On Oct 8, 2007, at 5:55 PM, Justin M. Streiner wrote:
On Mon, 8 Oct 2007, [EMAIL PROTECTED] wrote:
I have a client that wants us to advertise an IP block assigned by
another
ISP. I know that the best practice is to have them request an AS
number
from ARIN and peer with us, etc. However, I cannot find any
information
that states as law. Does anyone know of a document or RFC that
states
this?
It's not 'law' per se, but having the customer originate their own
announcements is definitely the Right Way to go.
That is not at all guaranteed.
Some providers take a pretty dim view of seeing chunks of their
address space show up in advertisements originating from someone
who isn't one of their customers. It can make troubleshooting
connectivity problems for that customer (from the provider's point
of view) very painful, i.e. "Hey, this AS, who isn't one of our
customers, is hijacking IP space assigned to one of our
customers!" The provider could then contact your host's upstream
(s) and ask them to drop said announcement under the impression
they're stopping someone from doing something bad.
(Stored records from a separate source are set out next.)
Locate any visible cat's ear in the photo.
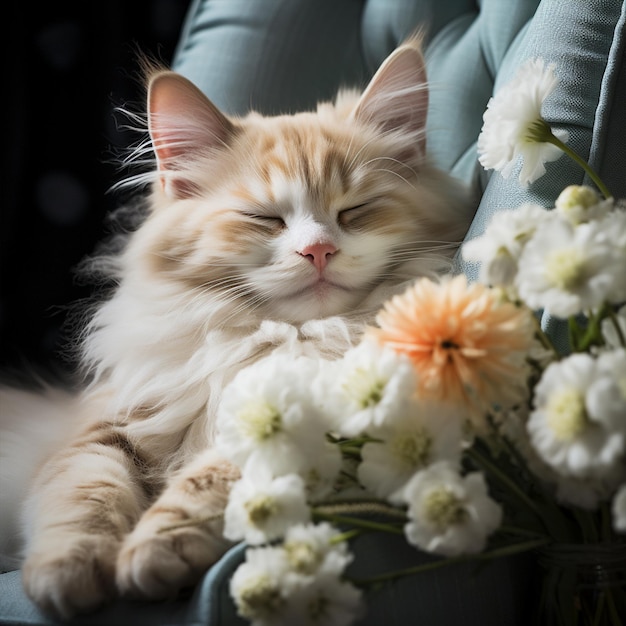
[148,71,234,198]
[352,39,428,156]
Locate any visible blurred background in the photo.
[0,0,189,370]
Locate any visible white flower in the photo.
[224,468,311,545]
[316,340,416,437]
[601,305,626,348]
[587,348,626,422]
[478,59,568,185]
[215,354,326,475]
[528,354,626,478]
[516,220,623,318]
[282,572,363,626]
[602,210,626,304]
[404,462,502,556]
[612,484,626,533]
[283,522,353,576]
[461,204,551,287]
[358,399,462,503]
[554,185,613,226]
[230,547,288,626]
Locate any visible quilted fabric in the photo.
[0,0,626,626]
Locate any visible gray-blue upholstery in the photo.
[0,0,626,626]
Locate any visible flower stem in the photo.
[467,448,543,520]
[607,306,626,348]
[350,538,550,587]
[531,315,562,360]
[313,509,404,535]
[545,133,613,200]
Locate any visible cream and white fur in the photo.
[0,41,471,617]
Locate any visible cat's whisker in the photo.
[361,156,417,176]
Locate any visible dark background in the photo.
[0,0,189,371]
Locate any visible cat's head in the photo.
[124,43,468,322]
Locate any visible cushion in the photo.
[0,0,626,626]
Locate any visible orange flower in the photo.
[370,276,533,425]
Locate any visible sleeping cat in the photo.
[2,41,471,618]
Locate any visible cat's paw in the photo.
[117,528,227,600]
[22,536,119,619]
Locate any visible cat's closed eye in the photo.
[244,213,287,230]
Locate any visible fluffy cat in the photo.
[3,42,471,618]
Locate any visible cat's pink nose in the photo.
[298,243,337,272]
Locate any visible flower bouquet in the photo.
[197,60,626,626]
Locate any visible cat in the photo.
[2,40,473,618]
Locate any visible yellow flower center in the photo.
[237,575,284,620]
[284,541,320,574]
[424,487,467,531]
[545,250,585,291]
[237,400,282,441]
[555,185,600,213]
[546,389,589,441]
[389,428,432,468]
[343,367,387,409]
[245,495,278,526]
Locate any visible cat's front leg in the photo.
[117,450,239,600]
[22,424,148,618]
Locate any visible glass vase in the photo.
[536,543,626,626]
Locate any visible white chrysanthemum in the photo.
[601,210,626,304]
[224,468,311,545]
[554,185,613,226]
[478,59,568,185]
[316,340,416,437]
[528,354,626,478]
[461,203,551,287]
[215,354,326,474]
[283,522,353,576]
[601,305,626,348]
[282,572,364,626]
[587,348,626,422]
[230,547,288,626]
[358,400,463,504]
[516,220,623,318]
[612,484,626,533]
[404,462,502,556]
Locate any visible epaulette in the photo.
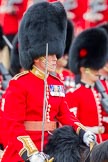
[12,70,29,80]
[50,72,63,83]
[66,84,81,93]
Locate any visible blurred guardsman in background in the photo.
[66,28,108,142]
[1,2,96,162]
[9,34,23,76]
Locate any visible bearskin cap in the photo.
[18,2,67,69]
[69,28,108,74]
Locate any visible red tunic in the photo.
[66,84,108,142]
[0,0,27,35]
[2,67,81,162]
[58,68,75,92]
[85,0,108,29]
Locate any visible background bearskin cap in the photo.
[0,25,6,50]
[18,2,67,69]
[69,28,108,74]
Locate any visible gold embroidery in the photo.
[17,136,38,157]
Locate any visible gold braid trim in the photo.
[17,136,38,157]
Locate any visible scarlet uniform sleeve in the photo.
[2,80,38,160]
[57,95,86,134]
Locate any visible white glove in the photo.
[83,131,96,146]
[29,152,49,162]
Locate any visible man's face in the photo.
[34,54,57,72]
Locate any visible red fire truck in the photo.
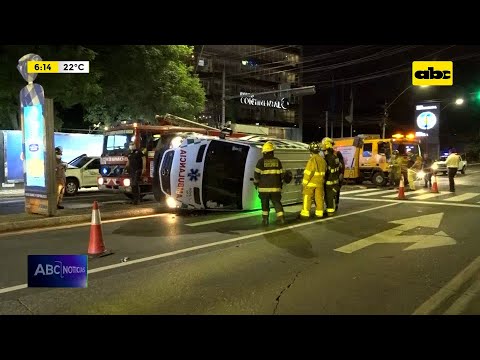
[97,114,246,201]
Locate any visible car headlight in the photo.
[166,196,177,209]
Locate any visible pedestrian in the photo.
[422,153,433,188]
[126,141,146,205]
[55,146,67,209]
[300,142,327,220]
[332,142,345,211]
[388,150,402,189]
[253,141,285,226]
[321,137,340,216]
[445,148,461,192]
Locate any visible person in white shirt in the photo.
[445,149,460,192]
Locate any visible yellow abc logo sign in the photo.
[412,61,453,86]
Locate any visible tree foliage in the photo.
[0,45,205,130]
[86,45,205,124]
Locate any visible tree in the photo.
[0,45,102,130]
[85,45,205,125]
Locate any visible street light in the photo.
[382,85,430,139]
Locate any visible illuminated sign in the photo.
[240,96,290,110]
[23,104,46,188]
[412,61,453,86]
[417,111,437,130]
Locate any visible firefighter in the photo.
[388,150,402,189]
[126,141,146,205]
[254,141,285,225]
[321,137,340,216]
[300,142,327,219]
[332,142,345,211]
[55,146,67,209]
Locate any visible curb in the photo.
[0,207,164,233]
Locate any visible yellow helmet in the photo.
[262,141,275,154]
[322,137,333,150]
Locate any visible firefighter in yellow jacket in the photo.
[321,137,340,216]
[300,142,327,219]
[254,141,285,225]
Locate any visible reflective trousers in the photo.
[57,180,65,206]
[258,192,284,219]
[325,184,338,216]
[300,186,325,217]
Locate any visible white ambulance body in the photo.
[158,135,310,211]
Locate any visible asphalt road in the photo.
[0,188,153,215]
[0,168,480,314]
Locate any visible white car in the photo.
[432,154,467,175]
[65,154,100,196]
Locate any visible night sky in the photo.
[303,45,480,147]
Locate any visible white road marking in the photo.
[185,205,302,226]
[382,189,426,199]
[0,204,397,294]
[443,279,480,315]
[0,213,173,237]
[445,193,480,201]
[413,256,480,315]
[409,192,447,200]
[342,196,480,209]
[358,189,398,196]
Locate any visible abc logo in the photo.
[412,61,453,86]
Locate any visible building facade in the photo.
[195,45,302,127]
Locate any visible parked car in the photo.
[65,154,100,196]
[432,154,467,175]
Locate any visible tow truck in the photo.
[334,133,422,186]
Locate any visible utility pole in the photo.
[325,110,328,137]
[222,60,225,129]
[382,101,388,139]
[340,85,345,138]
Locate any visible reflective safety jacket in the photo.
[254,155,284,193]
[325,150,340,186]
[302,154,327,187]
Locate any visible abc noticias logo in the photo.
[33,261,87,279]
[412,61,453,86]
[28,255,88,288]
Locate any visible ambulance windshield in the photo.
[202,140,249,210]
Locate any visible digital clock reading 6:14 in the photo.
[27,61,90,74]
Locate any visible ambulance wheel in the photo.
[372,171,387,186]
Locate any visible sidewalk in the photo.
[0,203,166,235]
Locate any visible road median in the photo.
[0,203,165,234]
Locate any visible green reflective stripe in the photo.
[258,188,282,192]
[261,170,282,175]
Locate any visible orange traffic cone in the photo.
[88,200,112,257]
[430,174,439,193]
[397,175,407,200]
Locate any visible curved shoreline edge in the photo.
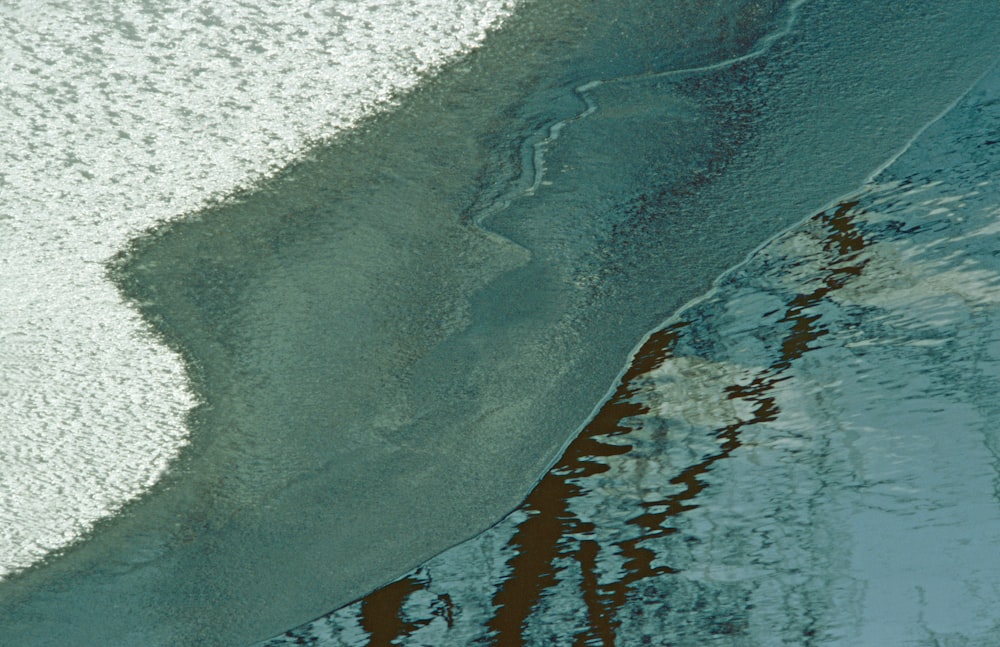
[0,5,1000,644]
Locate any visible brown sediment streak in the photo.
[348,202,867,647]
[360,575,425,647]
[489,202,866,645]
[487,323,686,646]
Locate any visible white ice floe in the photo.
[0,0,515,579]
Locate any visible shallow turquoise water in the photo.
[0,2,997,645]
[262,58,1000,645]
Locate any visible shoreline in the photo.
[0,1,1000,644]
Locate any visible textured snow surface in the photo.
[0,0,514,579]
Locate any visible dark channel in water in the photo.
[265,201,867,647]
[0,0,1000,646]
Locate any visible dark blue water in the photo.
[0,2,1000,645]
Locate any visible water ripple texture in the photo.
[0,0,513,579]
[263,59,1000,646]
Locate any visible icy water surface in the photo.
[263,55,1000,645]
[0,0,1000,646]
[0,0,513,580]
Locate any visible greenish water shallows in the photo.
[0,1,997,645]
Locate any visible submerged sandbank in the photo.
[0,2,993,645]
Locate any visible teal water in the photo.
[262,58,1000,646]
[0,2,996,645]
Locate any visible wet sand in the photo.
[0,2,993,645]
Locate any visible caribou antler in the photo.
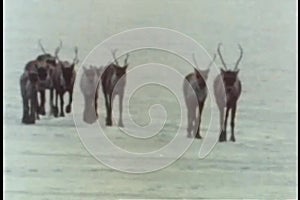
[73,46,79,64]
[124,53,129,66]
[207,54,217,68]
[218,43,227,70]
[54,40,62,58]
[234,44,243,70]
[39,39,47,54]
[111,49,119,65]
[193,53,199,67]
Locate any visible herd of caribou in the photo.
[20,41,243,142]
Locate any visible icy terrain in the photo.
[4,0,297,200]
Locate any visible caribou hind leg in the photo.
[118,94,124,127]
[219,107,230,142]
[38,90,46,115]
[49,88,54,115]
[195,102,204,139]
[28,86,39,124]
[94,91,98,118]
[22,95,29,124]
[230,104,236,142]
[53,90,59,117]
[59,92,65,117]
[104,93,112,126]
[66,90,73,113]
[187,108,196,138]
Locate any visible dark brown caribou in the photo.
[20,68,38,124]
[36,40,62,115]
[101,50,129,127]
[52,47,79,117]
[183,54,216,139]
[214,43,243,142]
[80,66,103,124]
[20,41,60,124]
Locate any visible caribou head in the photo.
[218,43,243,92]
[112,50,129,78]
[193,54,216,87]
[37,40,62,66]
[60,47,79,88]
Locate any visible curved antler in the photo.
[111,49,119,65]
[124,53,129,66]
[218,43,227,70]
[234,44,243,70]
[54,40,62,58]
[207,54,217,68]
[39,39,47,54]
[73,46,79,64]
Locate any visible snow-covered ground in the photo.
[4,0,297,199]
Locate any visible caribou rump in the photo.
[101,50,129,127]
[214,43,243,142]
[20,40,59,124]
[80,66,103,124]
[52,47,79,117]
[36,40,62,115]
[183,54,216,139]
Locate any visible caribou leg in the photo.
[219,106,226,142]
[104,93,112,126]
[230,104,236,142]
[59,92,65,117]
[49,88,54,115]
[28,86,38,124]
[53,90,59,117]
[187,107,196,138]
[118,94,124,127]
[94,91,98,117]
[195,102,204,139]
[66,90,73,113]
[38,90,46,115]
[22,95,29,124]
[219,107,230,142]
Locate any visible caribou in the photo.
[52,47,79,117]
[214,43,243,142]
[36,40,62,115]
[80,66,103,124]
[183,54,216,139]
[101,50,129,127]
[20,40,59,124]
[20,69,38,124]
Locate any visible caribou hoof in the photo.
[66,105,71,113]
[219,131,226,142]
[22,117,35,124]
[195,133,202,139]
[106,120,112,126]
[230,136,235,142]
[52,106,58,117]
[38,107,46,115]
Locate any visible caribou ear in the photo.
[221,68,225,74]
[70,63,75,70]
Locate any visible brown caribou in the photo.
[80,66,103,124]
[20,41,60,124]
[101,50,129,127]
[52,47,79,117]
[214,43,243,142]
[183,54,216,139]
[36,40,62,115]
If you do you have permission from the owner of the block, you Should
Not Announce it.
If the owner gives you permission and can't figure out why their
block is originated by another ASN as well, they need help. (Yes, I
realize the latter part of the last sentence is probably true for the
majority of providers, but whatever.)
In either case, your hypothetical question should not hold.
Also, if some network out there aggregates prefixes in an aggessive/
odd manner, the disjoint announcement, and the reachability info it
contains could be washed out of their routing tables, causing
connectivity problems.
How is this different than if the customers gets their own ASN and
announces a sub-block from one of the providers?
Or are you suggesting they should get PI space?